Fine-Grained Modeling and Optimization for Intelligent Resource Management in Big Data Processing
Chenghao Lyu, Qi Fan, Fei Song, Arnab Sinha, Yanlei Diao, Wei Chen, Li Ma, Yihui Feng, Yaliang Li, Kai Zeng, Jingren Zhou
TL;DR
This work tackles resource optimization for production-scale big data processing on MaxCompute by decomposing decisions into partition counts, instance placements, and per-instance resource allocations, all under multiple objectives. It introduces fine-grained instance-level modeling via Multi-Channel Coverage (MCI) and uses a Graph Transformer Networks-based plan embedder to predict latent per-instance latencies. A two-step Stage-level Optimizer combines Intelligent Placement Advisor (IPA) for latency-aware placement and Resource Assignment Advisor (RAA) for instance-specific resource tuning within a hierarchical MOO framework.
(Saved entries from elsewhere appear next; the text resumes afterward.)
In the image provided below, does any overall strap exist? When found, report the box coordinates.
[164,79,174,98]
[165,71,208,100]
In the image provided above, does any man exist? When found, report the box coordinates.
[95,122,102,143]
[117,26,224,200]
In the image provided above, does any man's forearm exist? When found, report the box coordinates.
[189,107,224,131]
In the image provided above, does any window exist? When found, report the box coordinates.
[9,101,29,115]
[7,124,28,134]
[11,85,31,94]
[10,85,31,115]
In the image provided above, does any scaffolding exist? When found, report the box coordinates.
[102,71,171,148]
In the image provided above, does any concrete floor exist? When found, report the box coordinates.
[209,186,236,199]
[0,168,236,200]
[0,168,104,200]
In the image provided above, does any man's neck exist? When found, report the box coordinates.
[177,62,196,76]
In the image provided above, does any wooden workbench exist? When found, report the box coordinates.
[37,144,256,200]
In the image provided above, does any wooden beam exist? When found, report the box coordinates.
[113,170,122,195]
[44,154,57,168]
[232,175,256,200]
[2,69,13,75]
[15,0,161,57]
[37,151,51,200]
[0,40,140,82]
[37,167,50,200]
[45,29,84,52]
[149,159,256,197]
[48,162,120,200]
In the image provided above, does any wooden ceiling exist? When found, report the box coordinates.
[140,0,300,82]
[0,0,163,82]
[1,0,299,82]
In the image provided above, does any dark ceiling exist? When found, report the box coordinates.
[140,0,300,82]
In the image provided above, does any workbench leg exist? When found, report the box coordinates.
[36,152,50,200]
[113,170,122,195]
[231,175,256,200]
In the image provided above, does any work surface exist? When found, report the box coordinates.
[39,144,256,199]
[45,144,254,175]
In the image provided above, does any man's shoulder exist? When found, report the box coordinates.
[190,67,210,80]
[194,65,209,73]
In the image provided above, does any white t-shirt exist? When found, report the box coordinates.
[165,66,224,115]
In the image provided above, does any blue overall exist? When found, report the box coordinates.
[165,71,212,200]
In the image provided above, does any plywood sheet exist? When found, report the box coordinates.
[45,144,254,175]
Evaluations on real MaxCompute traces demonstrate substantial latency and cost reductions (up to 72% latency and 78% cost) while maintaining subsecond optimization times, showing strong practical impact for production cloud data platforms.
Abstract
Big data processing at the production scale presents a highly complex environment for resource optimization (RO), a problem crucial for meeting performance goals and budgetary constraints of analytical users. The RO problem is challenging because it involves a set of decisions (the partition count, placement of parallel instances on machines, and resource allocation to each instance), requires multi-objective optimization (MOO), and is compounded by the scale and complexity of big data systems while having to meet stringent time constraints for scheduling. This paper presents a MaxCompute-based integrated system to support multi-objective resource optimization via fine-grained instance-level modeling and optimization. We propose a new architecture that breaks RO into a series of simpler problems, new fine-grained predictive models, and novel optimization methods that exploit these models to make effective instance-level recommendations in a hierarchical MOO framework. Evaluation using production workloads shows that our new RO system could reduce 37-72% latency and 43-78% cost at the same time, compared to the current optimizer and scheduler, while running in 0.02-0.23s.